Sebagai yang paham kesenian, Defri mesti paham bahwa kesenian (pementasan dan pergelaran karya) ujung-ujungnya bertujuan menghibur penonton. Pementasan tunggal sekalipun, selain menyampaikan kritik atas konteks teks, tetapi ada juga unsur komersial atau hiburan. Bahkan, semarah-marah atau sesedih-sedihnya anda sebagai pelakon, jatuhnya menghibur penonton.
Cacat Keempat, Defri seolah-seolah mengerti konteks pementasan teater dan pergelaran karya seni. Hal itu, terwakili oleh kalimatnya, “desain acara yang terlampau “sesak” diperparah dengan minimnya sarana pendukung. Kata-kata yang disampaikan oleh para pelakon teater, misalnya tidak dapat didengarkan dengan jelas oleh hadirin karena ketiadaan alat pengeras (suara)”.
Sebagai seorang yang berada di dalam panggung malam itu, apa yang dipentaskan oleh pelakon adalah luar biasa. Defri barangkali mengamati sepintas dan kemudian lantas pergi tidak hanya meninggalkan lokasi pementasan, tetapi juga mengabaikan keseluruhan alur dan plot pementasan malam itu. Lagi-lagi, kesannya, Defri seperti hansip penjaga malam, yang menarik sebagian dari keselurahan penggalan pementasan. Mengapa penulis katakan demikian?

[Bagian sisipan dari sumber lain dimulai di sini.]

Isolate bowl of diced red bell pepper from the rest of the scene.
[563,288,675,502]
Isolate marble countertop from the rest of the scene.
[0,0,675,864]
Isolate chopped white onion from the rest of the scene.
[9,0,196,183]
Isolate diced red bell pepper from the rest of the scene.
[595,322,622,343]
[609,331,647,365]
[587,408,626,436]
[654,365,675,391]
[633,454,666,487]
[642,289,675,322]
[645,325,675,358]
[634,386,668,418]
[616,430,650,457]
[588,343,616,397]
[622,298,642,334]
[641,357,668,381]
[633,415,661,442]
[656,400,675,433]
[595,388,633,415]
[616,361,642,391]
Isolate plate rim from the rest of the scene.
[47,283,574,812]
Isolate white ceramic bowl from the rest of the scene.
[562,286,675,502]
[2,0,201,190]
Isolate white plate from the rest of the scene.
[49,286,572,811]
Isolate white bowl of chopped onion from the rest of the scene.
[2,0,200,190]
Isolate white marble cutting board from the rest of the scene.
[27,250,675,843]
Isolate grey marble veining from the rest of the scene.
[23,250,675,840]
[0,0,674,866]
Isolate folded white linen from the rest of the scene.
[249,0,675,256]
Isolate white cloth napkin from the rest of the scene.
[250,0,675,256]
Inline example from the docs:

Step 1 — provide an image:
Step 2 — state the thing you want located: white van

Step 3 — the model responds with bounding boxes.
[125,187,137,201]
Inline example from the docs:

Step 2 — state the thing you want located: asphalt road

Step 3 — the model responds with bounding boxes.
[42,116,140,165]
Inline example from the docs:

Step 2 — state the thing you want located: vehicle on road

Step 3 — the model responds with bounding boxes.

Misalnya, untuk pementasan “Suara” yang dibawakan kelas XII MIA, dibiarkan tanpa pengeras suara. Hal itu disampaikan langsung oleh mentor sekaligus penulis teks “Suara”, saudara. Apa yang terjadi selama pementasan? Tidak terjadi keributan atau kegaduhan. Sementara, keempat pementasan lain berjalan seperti biasa dengan menggunakan pengeras suara.
Cacat Defri kelima, yakni ia terlalu banyak mengutip pengertian kesenian dan atau apapun yang berkelindan dengan pementasan dari sumber-sumber filsafat. Hal ini, seolah ingin menutup cacat-cacatnya di atas, sehingga tulisan Defri terkesan sangat filosofis. Tidak bisa membedakan konteks pementasan, tidak menonton secara utuh, dan bahkan tidak mengetahui latar pementasan, sudah meruntuhkan argumentasi-argumentasi filosofis Defri. Def lupa, kutipan-kutipannya itu bisa jadi bumerang. Kalau jatuhnya penilaian subjektif, maka sangat sulit membentinginya, sekalipun memakai filosofis.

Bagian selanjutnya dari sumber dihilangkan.